Osmanlı‘nın 8. cildinde (196-205) yer alan ve Osmanlı’nın, sanayi döneminin ortaya çıkardığı yeni sorunlara cevaplar üretemediği için çöktüğünü savunan yazı üzerindeki değerlendirmelere devam edeceğim.
Çöküş döneminin global çapta cereyan eden çok yönlü gelişmelerini göz ardı ederek Osmanlı’nın tarih sahnesinden çekilişini bir tek sebebe irca etmenin, fazlaca “kestirme” bir istintaç olacağında kuşku yok. 1789 Fransız ihtilaliyle birlikte dünyayı saran, ekonomide liberal, düşüncede pozitivist, ideolojide milliyetçi akımlar Osmanlı’yı içeriden ve dışarıdan bir ağ gibi kuşatmışken, “içtihat yapılsaydı Osmanlı kurtulurdu” demenin inandırıcı bir yanı olmasa gerek. Yine de kendimizi zorlayarak Osmanlı’nın çöküş sebeplerini tek bir başlık altında toplamayı denersek, “medeniyeti kuran ve yaşatan paradigmanın yenilenememesi” diyebiliriz.
Sadedinde bulunduğumuz yazıdan bir tesbit daha: “Özellikle kuruluş döneminde İslam hukuk sistemi egemen iken daha sonraları içtihat yapılmaması nedeniyle kanun sistemine geçilmiş ve İslam hukuk sistemi kademe kademe terk edilmiştir. Bu terk Fatih ve özellikle Kanuni Süleyman dönemlerinde tamamen belirginleşmiştir. Padişah Süleyman’a verilen “kanuni” sıfatı bu terkin açık bir ifadesi olarak kabul edilebilir.”
Burada –yer darlığı sebebiyle zikretmediğim bir önceki paragraftan da anlaşıldığı üzere– bir kısım padişahların çıkardığı “kanunnameler”e gönderme yapıldığını görüyoruz. Oysa gerek kanunnameler hakkındaki bu yargı, gerekse bir bütün olarak Osmanlı’nın uyguladığı hukuk sistemi hakkındaki bu tesbit de, –Prof. Dr. Ali Bardakoğlu’nun “Osmanlı Hukukunun Şer’iliği Üzerine” başlıklı makalesi hariç tutulacak olursa– Osmanlı hukukunun İslamîliği üzerine Osmanlı‘nın 6. cildinde yer alan hemen tüm makaleler ve özellikle Prof. Dr. Ahmet Akgündüz’ün “Osmanlı Kanunnamelerinin Şer’î Sınırları”, Prof. Dr. Ali Şafak’ın “Osmanlı Devletinde Dinin Yargı Üzerinde Etkisi”, Doç. Dr. Abdülaziz Bayındır’ın “Osmanlı’da Yargının İşleyişi” başlıklı makalelerine göre hayli tartışmalıdır.
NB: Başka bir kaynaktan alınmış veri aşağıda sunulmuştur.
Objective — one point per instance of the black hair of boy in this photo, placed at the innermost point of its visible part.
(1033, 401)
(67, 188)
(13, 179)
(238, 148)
Prof. Dr. Ali Bardakoğlu’nun, yukarıda iki tire arasına alarak istisna ettiğim makalesi de üzerinde ayrıca durulmayı hak edecek bir yaklaşıma sahip. Onun, “Böyle olunca Kur’an’ı (…) hukukî ve ekonomik ilişkilerin sağlıklı bir şekilde sürdürülebilmesi için elzem olan insanî ve ahlakî zemini kurmayı hedefleyen ana çizgi ve rehber olarak tanıtmak daha doğru olur. Hz. Peygamber’in sünneti de (…)Kur’an’ın örneklendirmesi ve ilk dönem müslüman toplumun şartları içinde açılımı olarak, hem sahabe için hem de kıyamete kadar bütün inananlar için dinin anlaşılmasında önemli bir işleve sahiptir. Bu iki kaynakta yer alan ve temelde ahlakî olan hukukî düzenlemeler muhataplarına sağlam bir başlangıç ve rota çizmekte, gerisini müslüman toplumun ortak sağduyu ve bilincinin evrimine bırakmaktadır. (…) Adalet, doğruluk, iyilik gibi ahlakî içerikli genel atıflar ve yönlendirmeler hesaba katılmazsa din, hukukî düzenleme açısından özel hayatın önemli, kamu hayatının geniş bir kısmını birey ve toplumların inisiyatifine bırakmış olduğu için birçok konuda dine uygunluk ya da aykırılık tartışması yerine rasyonellik, sosyal gerçeklik veya finalist doğruluk açılarından yapılacak değerlendirmeler daha anlamlı olmaktadır…” şeklinde devam edip giden yazısı da “aykırı” bir bakış açısını yansıtmasıyla dikkat çekiyor. Bu manzara da Osmanlı‘daki önemli çelişkiler zımnında bir kenara not edilmelidir.